We need to accept that not everyone is comfortable with numbers and symbols, especially when they perceive no connection between them and the realities of everyday life. This is one reason why mathematics loses some of its appeal as a student moves out of junior school. Most senior teachers claim that they cannot remedy the situation because their brief is to complete the syllabus and assure respectable exam scores. Where do they have the time to delve into the niceties of mathematics or its application? They do not even have the time to pause to find out the depth of their students’ understanding. So students end up working at the subject just to be able to reach the ‘right’ answer, which, in turn, will fetch them the marks they want. And I know from first hand experience that it is possible to work out certain sums correctly without understanding the significance of the process — you just have to know the formula. I could solve the numerical problems related to our B.Ed mental measurement course quite effortlessly but did not have a clue as to what these figures had to do with education or teaching. It was only when I looked into the possibility of devising a fairer way of measuring scholastic performance that I began to understand the different kinds of averages and measures of variability.

I remembered this experience when I went to observe a maths demo lesson the other day at Mace, our continuing education centre. The topic was “Teaching Mathematics at the Primary Level.” The instructor began by asking the class how many of them were comfortable with maths. Not a single hand went up. Moreover, they unanimously held their school maths teachers responsible for their plight. It so happened that I had just read a book called Mathematics Minus Fear and I was immediately reminded of the author’s description of the ‘remote and tyrannical mathematics teacher’. This is how it went: “His intense love of numbers has damaged his interpersonal skills. He dismisses hours of labour with a few scratchings of his red pen. And he scrawls incomprehensible explanations on the blackboard and then expects his students to solve the problems on the sheet in front of them by some mystical form of osmosis. The fear of getting an answer wrong means that for most the best chance of survival is silence.” No wonder students define a mathematics teacher as ‘one who talks in someone else’s sleep’. How lucky we were, I have often thought, to have had a gifted mathematics teacher in school. We had a great time with her, learning about Pythagoras and making up stories to explain the ups and downs of our graphs. I still remember that I had to produce a bar graph representing the footfall at the Horticultural Garden annual flower show over a particular week.

We enjoyed our mathematics lessons and probably assimilated concepts because our teacher took the trouble to relate learning to the real world. In fact, when the Mace trainees declared quite unabashedly that they stayed far away from anything that smelt of mathematics, the instructor demonstrated on the spot that all of them without exception were closely involved with calculations of some sort every day of their lives. They were reminded that they did mental calculations when they went shopping, read maps or music, checked their bank statements, prepared a meal, packed their bags or ordered curtains for their rooms. Such examples are found in plenty around us. We are all familiar with the child who performs miserably in mathematics tests but rattles off elaborate cricket statistics to prove a point. And we have also seen how the local grocer tells you almost instantly the exact amount to be paid for the sundry items you have asked for, in varying weights and measures. Having said this, I have also heard of a great mathematician who could not add up his laundry list.

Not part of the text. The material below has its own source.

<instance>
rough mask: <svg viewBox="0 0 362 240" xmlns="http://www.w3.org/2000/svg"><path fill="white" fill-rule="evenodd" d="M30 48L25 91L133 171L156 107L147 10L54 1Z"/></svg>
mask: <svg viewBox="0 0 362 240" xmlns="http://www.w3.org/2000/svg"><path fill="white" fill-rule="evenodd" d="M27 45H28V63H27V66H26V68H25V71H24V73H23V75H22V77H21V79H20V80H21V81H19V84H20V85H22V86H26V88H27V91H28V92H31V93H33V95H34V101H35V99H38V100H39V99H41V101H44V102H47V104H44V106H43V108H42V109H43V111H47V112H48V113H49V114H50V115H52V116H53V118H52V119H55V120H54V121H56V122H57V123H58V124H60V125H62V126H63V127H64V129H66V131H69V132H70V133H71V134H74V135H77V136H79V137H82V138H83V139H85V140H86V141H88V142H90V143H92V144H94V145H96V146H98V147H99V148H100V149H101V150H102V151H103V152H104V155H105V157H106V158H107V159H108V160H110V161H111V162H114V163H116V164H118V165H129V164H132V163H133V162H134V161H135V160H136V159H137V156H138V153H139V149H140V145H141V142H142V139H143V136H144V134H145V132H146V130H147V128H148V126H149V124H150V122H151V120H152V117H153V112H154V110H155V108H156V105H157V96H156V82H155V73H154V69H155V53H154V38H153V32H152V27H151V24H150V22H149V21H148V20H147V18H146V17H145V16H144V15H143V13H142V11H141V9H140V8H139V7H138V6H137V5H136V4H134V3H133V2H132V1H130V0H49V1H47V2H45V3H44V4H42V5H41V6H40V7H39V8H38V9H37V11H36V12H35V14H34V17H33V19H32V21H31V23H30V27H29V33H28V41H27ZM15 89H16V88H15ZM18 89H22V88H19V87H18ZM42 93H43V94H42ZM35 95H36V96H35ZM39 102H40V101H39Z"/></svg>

This is because mathematics is not sums, calculations and formulae, just as history is not events and dates. Each subject has its own language and the language of mathematics fascinates only some people. I read with great interest what an author called Joan Brady had to say. Brady was a ballerina who got tired of hearing that ballerinas were cerebrally challenged — or to put it bluntly, plain stupid. So she decided to do something about this. Brady succeeded in getting into Columbia University to study philosophy and maths. Soon she realized that she could “manage the meat of math but remained lousy at numbers”.

All these thoughts and experiences over the years have convinced me that after the elementary level, that is, from Class IX onwards, there should be a separate course of mathematics for those who wish to be engaged with the language of mathematics. They would pursue the discipline in its pure form. Eventually, some of them may be found worthy of joining the band of disdainful purists who complain that these days “even the most pure and abstract mathematics is in danger to be applied.” Such mathematicians are customarily held in great respect by all — including mighty physicists — because ‘mathematics is the language God used to write the universe’.

Today, every country is especially concerned about its numeracy programme for a single reason: mathematics is vital for business and development of the economy. So the third R in school, arithmetic, has developed a special status. It leads to the fourth R — the Rat Race. Hence high school students well appreciate the practical importance of mathematics for their future in higher studies, business schools and ultimately, in the job market. Ironically, it is this urgency to score in mathematics that makes students so anxious. And it is this anxiety that prevents students and teachers from exploring the wonders of the subject and deriving pleasure from it. As mathematics becomes more and more important in the scheme of things, mathphobia resulting from performance anxiety becomes more and more widespread. While every student knows that mathematics must be dealt with as competently as possible, for each of them it is a relentless race against time.

Can students and teachers be made to believe one day that mathematics should also be studied for the same reasons we study literature, music and art?